E così, senza Arkin, la terza stagione de Il metodo Kominsky deve fare a meno di un personaggio cruciale, che viene fatto morire: il primo episodio lo passiamo al suo funerale. La vicenda perciò germina stavolta da un’assenza forte, ma non campa solo di questa, come avrebbe potuto fare. A riempire il vuoto strutturale subentra l’ex-moglie di Sandy (Kathleen Turner): sta tornando a Los Angeles per concertare il matrimonio della figlia. Funziona? Sì, ma è evidente in ella l’impronta che dava a Norman quello stesso piglio salace e vibrante che Sandy adora. Figura qualche cameo qua e là, il più sostanzioso quello di Morgan Freeman in veste di Morgan Freeman. Figlia e nipote di Norman, invece, con un triste voltafaccia si mostreranno incorreggibili. Dalla desolazione dell’età senile l’attore che non ebbe mai il successo agognato e ripiegò sull’insegnamento andrà incontro a sorprese meno funeree del previsto…

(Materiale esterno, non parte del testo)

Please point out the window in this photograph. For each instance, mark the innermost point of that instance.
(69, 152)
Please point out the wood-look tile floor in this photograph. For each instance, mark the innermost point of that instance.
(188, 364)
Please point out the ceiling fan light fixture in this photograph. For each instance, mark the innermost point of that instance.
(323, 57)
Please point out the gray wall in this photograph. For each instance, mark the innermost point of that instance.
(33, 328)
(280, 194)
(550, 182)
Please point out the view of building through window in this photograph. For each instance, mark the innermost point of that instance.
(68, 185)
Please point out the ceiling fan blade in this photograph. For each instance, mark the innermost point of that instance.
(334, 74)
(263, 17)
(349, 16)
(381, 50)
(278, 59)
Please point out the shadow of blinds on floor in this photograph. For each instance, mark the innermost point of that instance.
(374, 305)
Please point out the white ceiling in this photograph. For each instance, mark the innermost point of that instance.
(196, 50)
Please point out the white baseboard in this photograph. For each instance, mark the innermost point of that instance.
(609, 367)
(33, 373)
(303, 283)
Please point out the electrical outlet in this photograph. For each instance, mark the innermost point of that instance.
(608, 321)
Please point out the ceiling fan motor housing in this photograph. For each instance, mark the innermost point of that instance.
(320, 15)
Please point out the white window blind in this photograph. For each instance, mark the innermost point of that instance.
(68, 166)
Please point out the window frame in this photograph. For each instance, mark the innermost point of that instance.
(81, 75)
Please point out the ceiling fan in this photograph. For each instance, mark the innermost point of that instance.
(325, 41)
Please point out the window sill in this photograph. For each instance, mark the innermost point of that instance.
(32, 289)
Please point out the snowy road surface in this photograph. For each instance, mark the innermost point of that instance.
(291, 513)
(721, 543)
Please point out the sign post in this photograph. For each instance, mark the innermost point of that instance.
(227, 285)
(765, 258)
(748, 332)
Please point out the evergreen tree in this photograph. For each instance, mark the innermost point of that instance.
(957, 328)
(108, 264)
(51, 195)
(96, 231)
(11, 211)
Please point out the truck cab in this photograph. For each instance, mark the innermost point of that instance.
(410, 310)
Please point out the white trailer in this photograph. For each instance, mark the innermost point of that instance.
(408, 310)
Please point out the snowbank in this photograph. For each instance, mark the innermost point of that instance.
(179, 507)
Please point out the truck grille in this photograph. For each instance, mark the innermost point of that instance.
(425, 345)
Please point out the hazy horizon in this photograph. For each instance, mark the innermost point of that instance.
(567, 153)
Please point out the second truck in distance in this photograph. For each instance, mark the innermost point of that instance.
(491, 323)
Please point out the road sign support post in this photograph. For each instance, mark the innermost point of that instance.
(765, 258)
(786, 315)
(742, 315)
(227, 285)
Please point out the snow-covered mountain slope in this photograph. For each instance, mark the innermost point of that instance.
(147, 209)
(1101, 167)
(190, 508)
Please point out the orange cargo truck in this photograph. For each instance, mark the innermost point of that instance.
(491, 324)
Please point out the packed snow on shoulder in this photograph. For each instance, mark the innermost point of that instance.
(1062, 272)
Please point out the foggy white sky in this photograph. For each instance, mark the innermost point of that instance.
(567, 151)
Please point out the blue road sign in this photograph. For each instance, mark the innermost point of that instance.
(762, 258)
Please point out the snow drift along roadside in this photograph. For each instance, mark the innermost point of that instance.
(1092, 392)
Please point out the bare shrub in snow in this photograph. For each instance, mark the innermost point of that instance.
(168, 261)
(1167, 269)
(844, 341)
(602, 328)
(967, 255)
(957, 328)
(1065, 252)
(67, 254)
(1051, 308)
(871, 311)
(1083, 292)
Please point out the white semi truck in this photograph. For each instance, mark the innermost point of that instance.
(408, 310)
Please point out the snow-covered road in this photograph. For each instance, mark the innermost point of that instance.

Sei episodi invece di otto. Lorre se li scrive tutti in solitaria, talora frettolosamente. Vuole concludere, è chiaro. E lo fa con semplicità, senza strepito, ma nemmeno troppo sottotono. Non rinuncia a una certa classe nella scrittura, ai battibecchi sempre calati nel ridicolo, alla malinconia ben riposta dietro una maschera dal sogghigno beffardamente ironico. E così sorridiamo un po’, sospiriamo un po’… Sempre meglio che scolarsi dodici stagioni di “Big Bang coso”.

Già, la serie è conclusa, ma sulla penna di Lorre non è detta l’ultima parola. Nel 2019 è tornato alle vecchie abitudini con la sitcom Bob Hearts Abishola, per la CBS, la quale senza dubbio paga bene, ma il formato, si sa, è obsoleto: è la dramedy il prodotto di punta dello streaming a pagamento, e oggi, lo streaming, tiene banco. Chissà, magari proprio ora Chuck sta buttando giù un nuovo concept altrettanto potente, di alto profilo, esuberante e schietto come piace a noi. Speriamo solo che poi Warner Bros. e Netflix non si lascino sfuggire l’occasione.